MITRE Frame Work
As a security professional in the cyber world, consistent language while communicating is important and makes it easy.
Various alerts or alarms, after analysis, can be placed into different buckets to track the series of incidents that lead to the breach or an attack.
What could be the possible buckets you can place the alerts, this is where MITRE is useful.
Here below is the Diagram given by MITRE
A hypothetical scenario for an attack performed by an attacker is given below with the corresponding bucket the attack details fall into.
Initial Access: Hacker successfully logged into the machine remotely or physically.
Execution: Planted malware onto the machine which is hidden from users’ view and possibly evaded the endpoint security defenses.
Persistence: Malware stayed dormant by performing some activities on the machine for activation at a later stage by the remote controller or a specific trigger like the user logged in next time.
Privilege Escalation: The planted malware doing some reconnaissance activities and doing activities on the system which normally an administrator does.

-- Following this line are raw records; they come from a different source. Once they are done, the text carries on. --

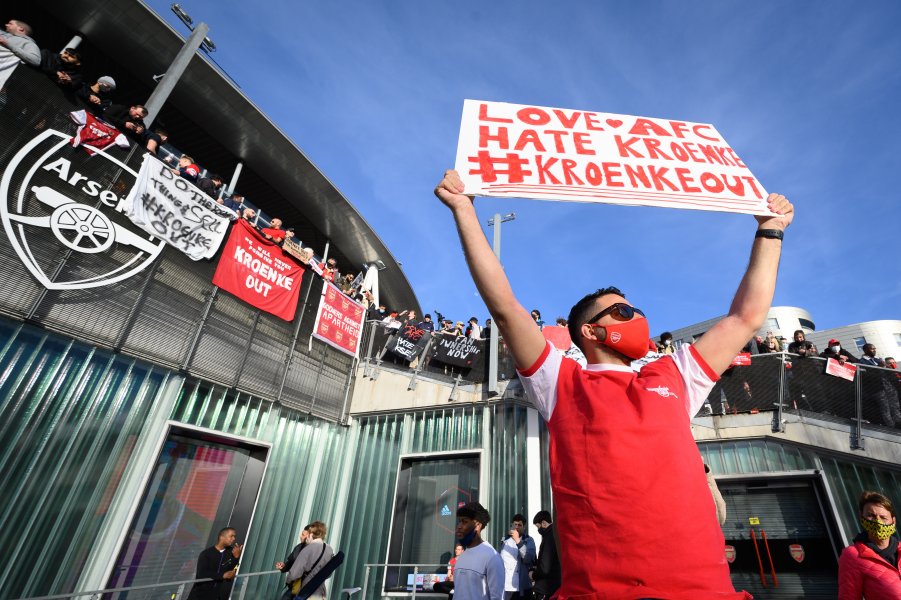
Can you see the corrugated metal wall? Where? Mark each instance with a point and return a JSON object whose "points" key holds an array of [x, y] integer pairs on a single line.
{"points": [[71, 416], [846, 477]]}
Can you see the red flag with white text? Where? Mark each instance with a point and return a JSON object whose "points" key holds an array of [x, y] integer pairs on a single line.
{"points": [[257, 271]]}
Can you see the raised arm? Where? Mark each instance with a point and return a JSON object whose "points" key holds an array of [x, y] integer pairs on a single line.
{"points": [[752, 301], [512, 320]]}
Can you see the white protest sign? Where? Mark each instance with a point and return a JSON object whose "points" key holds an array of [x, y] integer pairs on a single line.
{"points": [[515, 150], [174, 210], [840, 369]]}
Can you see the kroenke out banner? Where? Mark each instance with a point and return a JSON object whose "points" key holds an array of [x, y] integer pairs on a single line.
{"points": [[515, 150], [257, 271], [339, 321]]}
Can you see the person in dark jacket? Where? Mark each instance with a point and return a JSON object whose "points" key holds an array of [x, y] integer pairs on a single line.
{"points": [[127, 119], [834, 350], [211, 186], [546, 575], [869, 567], [219, 563], [285, 566]]}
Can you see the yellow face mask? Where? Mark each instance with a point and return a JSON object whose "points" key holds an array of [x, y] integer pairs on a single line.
{"points": [[876, 529]]}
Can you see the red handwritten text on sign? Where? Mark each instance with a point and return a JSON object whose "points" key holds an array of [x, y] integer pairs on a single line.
{"points": [[551, 153]]}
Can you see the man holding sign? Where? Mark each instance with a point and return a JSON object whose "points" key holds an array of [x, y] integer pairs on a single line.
{"points": [[634, 512]]}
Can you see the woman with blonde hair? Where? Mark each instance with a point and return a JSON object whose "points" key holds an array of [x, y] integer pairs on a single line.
{"points": [[311, 560], [869, 567]]}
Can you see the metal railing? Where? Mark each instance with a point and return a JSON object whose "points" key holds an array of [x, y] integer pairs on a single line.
{"points": [[787, 383], [174, 590], [397, 588]]}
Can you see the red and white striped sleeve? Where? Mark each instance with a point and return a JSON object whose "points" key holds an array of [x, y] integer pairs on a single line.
{"points": [[540, 380], [699, 378]]}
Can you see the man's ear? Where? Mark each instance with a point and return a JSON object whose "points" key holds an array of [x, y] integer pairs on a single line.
{"points": [[593, 333]]}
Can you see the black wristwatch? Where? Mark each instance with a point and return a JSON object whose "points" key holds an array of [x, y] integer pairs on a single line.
{"points": [[773, 234]]}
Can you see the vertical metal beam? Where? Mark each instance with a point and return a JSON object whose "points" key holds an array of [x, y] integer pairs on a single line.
{"points": [[494, 340], [234, 180], [857, 427], [318, 377], [253, 330], [289, 356], [176, 69], [138, 305], [203, 317]]}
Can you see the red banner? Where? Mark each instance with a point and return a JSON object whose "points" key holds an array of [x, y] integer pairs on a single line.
{"points": [[339, 322], [257, 271], [557, 336], [840, 369], [742, 359]]}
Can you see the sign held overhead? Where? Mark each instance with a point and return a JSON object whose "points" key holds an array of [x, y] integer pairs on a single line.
{"points": [[515, 150]]}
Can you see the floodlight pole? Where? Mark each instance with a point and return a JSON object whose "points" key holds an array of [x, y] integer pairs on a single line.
{"points": [[176, 69], [494, 341]]}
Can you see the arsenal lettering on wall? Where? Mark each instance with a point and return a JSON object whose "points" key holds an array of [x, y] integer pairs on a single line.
{"points": [[56, 201], [257, 271], [175, 211], [582, 156]]}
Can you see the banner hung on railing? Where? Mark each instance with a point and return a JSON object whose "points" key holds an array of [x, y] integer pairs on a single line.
{"points": [[515, 150], [408, 342], [464, 352], [257, 271], [840, 369], [172, 209], [339, 321]]}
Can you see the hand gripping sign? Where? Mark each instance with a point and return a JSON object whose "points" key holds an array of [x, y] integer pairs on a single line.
{"points": [[514, 150]]}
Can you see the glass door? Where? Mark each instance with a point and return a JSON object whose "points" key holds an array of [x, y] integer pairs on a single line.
{"points": [[199, 485]]}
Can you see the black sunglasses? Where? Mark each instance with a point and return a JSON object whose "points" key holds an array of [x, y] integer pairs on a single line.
{"points": [[619, 311]]}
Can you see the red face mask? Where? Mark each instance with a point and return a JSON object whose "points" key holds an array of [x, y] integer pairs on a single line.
{"points": [[629, 338]]}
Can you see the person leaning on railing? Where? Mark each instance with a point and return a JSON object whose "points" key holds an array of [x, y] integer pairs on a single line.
{"points": [[869, 567]]}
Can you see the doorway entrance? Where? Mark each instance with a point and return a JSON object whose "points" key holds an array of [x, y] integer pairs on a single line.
{"points": [[201, 482], [782, 536]]}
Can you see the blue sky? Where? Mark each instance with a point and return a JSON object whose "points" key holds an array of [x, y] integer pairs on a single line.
{"points": [[806, 92]]}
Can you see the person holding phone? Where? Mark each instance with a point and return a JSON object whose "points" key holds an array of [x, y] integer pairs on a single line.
{"points": [[218, 563]]}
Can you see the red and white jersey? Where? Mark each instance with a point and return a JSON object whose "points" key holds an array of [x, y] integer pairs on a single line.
{"points": [[635, 515], [94, 133]]}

Defense evasion: Disabling existing security tools installed on the device, also trying to clear device logs and other activities which help in avoiding detection in the future.

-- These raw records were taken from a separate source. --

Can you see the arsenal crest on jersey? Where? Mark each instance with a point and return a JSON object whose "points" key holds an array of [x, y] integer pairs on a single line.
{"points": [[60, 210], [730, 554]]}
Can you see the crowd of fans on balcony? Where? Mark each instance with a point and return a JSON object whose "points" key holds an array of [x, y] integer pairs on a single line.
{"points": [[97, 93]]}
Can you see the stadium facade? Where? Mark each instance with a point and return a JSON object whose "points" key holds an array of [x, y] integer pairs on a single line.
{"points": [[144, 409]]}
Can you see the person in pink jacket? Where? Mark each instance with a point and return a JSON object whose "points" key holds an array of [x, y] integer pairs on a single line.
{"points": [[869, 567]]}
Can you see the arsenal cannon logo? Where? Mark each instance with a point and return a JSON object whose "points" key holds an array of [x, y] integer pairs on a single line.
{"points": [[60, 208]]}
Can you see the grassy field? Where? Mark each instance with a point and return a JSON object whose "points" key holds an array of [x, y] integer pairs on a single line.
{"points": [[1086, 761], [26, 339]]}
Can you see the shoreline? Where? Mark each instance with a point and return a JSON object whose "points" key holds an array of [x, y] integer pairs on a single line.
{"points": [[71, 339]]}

Credential Access: Capturing keyboard strokes, looking into the windows registry, and dumping the collected credentials into files to be sent to the remote controller.
Discovery: Trying to discover other accounts which had admin privileges, discovering various components in the system like processes, processes, security software, and others.
Lateral Movement: placing logon scripts, using methods like pass the hash, pass the ticket, and trying to replicate itself onto other machines in the network, this is usually the behavior of viruses and worms in the olden days.
Collection: Trying to collect more data like audio, camera , email, and others.
Exfiltration: The planted malware sends data from the machine to remote controllers.
Command and Control: The malware is controlled by the remote controller with bi-directional communication or only uni-directional communication to avoid detection.